For Part 2, your task is simple: read the source code to the existing Linux scheduler, and design (on paper) how you want your fair-share scheduler to work.
WHAT TO TURN IN FOR PART 2
As part of your writeup for this assignment, you need to answer the following questions:

What does the current Linux scheduler do? Make sure you address all of the following questions:

What is the current scheduling mechanism? Be specific and thorough. (It should be possible to re-implement the behavior of the current scheduler from your description, which should be a kind of specification.)

Is starvation possible with the current mechanism? If so, give an example of how it might occur.

Suppose that all processes on the system are scheduled using SCHED_OTHER, and that all are in tight CPU loops. Give an expression that indicates the fraction of CPU time that will be allocated to a single process, as a function of its base ("nice") priority. (Note: The answer to this depends on at least one Linux configuration parameter.)

Is there aging? That is, are the priorities of processes that have low recent CPU consumption raised to avoid effective starvation?

Are IO bound processes (those whose ratio of IO to CPU use is high) given any kind of favoritism?

What are the objectives of your fair-share scheduler? Make sure you tell us how you want to allocate CPU among processes (a) that all belong to a single user, and (separately) (b) that are not in tight CPU loops. That is, tell us what you want "fair-share" to mean. It is okay, expected even, that the answers to some of these questions can be answered best by referring to the implementation (just as exactly what the current scheduler does can be defined fully only by its implementation).

What are your plans to modify the existing scheduler implementation to achieve fair-share scheduling?
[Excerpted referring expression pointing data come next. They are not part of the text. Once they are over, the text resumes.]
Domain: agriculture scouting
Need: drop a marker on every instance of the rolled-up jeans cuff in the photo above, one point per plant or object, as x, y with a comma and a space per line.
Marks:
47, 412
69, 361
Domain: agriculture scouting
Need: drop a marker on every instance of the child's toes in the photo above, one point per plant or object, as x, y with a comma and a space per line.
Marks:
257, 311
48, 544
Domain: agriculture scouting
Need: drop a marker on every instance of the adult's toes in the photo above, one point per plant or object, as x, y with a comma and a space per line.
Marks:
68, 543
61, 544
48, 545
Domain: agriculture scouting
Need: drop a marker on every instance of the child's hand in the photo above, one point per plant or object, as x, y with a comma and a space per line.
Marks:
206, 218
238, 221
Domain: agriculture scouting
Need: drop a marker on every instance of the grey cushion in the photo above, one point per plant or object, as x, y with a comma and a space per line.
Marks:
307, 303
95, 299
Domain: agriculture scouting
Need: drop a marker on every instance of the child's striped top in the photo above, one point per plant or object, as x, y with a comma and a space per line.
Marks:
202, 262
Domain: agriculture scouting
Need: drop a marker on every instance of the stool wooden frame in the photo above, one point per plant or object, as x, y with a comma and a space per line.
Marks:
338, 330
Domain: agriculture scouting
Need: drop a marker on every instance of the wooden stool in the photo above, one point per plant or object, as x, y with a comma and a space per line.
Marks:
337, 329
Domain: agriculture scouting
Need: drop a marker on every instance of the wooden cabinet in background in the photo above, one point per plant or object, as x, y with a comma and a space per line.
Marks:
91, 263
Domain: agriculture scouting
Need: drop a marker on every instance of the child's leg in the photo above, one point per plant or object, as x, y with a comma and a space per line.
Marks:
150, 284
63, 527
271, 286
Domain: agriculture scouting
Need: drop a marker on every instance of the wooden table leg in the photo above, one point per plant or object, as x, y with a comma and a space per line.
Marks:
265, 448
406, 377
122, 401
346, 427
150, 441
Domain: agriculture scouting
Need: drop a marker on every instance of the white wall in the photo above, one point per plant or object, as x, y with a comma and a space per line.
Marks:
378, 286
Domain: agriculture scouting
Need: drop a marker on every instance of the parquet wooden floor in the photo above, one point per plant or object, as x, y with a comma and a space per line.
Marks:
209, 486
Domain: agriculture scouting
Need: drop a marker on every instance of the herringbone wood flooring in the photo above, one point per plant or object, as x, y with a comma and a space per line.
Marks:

Your answer to this question should be "more than a specification": it should be a specification (sufficient for some other trained person to implement from), plus it should identify specific source files to be modified.
A Strong Suggestion: You have two weeks to complete this entire project. I strongly urge to you do Part 2 during your first week; in other words, try to get it done by Monday February 19th. If you send us your Part 2 writeup by Monday Feb 19th, I will do my best to provide you with some feedback in time to affect what you do in Part 3. (I can't guarantee this; it depends on how many of you send me writeups, and how much free time I have in which to do this. But, I'll do my best.)
In any case, if you don't have Part 2 done by Monday the 19th, you will be far behind, and you'll have a VERY tough time getting the entire assignment done by Monday Feb 26th.

Part 3: Implement your Fair-Share Scheduler

Implement your fair-share scheduler, as you designed it in Part 2.
WHAT TO TURN IN FOR PART 3:
A short write-up that describes how what you ended up doing differed from your plans from Part 2, if at all.

Repeat your experiment from Part 1, including generating a new graph, and provide a short description that indicates why you think your scheduler is doing what you want.

Concoct a new experiment(s) using the piglet and io utilities that shows why your scheduler is doing what you want when I/O bound processes are involved. In your writeup, provide us with a description of your experiment, the results of the experiment, and a short description of how this shows your scheduler is doing what you want.

A printout of any source code (.c and .h files) that you changed. To keep this as small as possible, just give us complete routines (rather than files) for .c changes, and lists of additions/deletions from .h files. (Be sure to identify the file that each such excerpt comes from.)
Copy your final bzImage kernel file that includes your fair-share scheduler into the directory /cse451kernels/gribble/assignment_3 on either spinlock or coredump. You should call your file bzImage_yourname, where "yourname" is your first and last name. So, I would issue the following commands:
        cp bzImage /cse451kernels/gribble/assignment_3/bzImage_steve_gribble
      

What to Turn In

By the end of class on Monday February 26, you need to turn in the following:

a document that contains everything described under "WHAT TO TURN IN" in Parts 1, 2, and 3 above.

you must have copied your bzImage into our directory, as described in Part 3 above.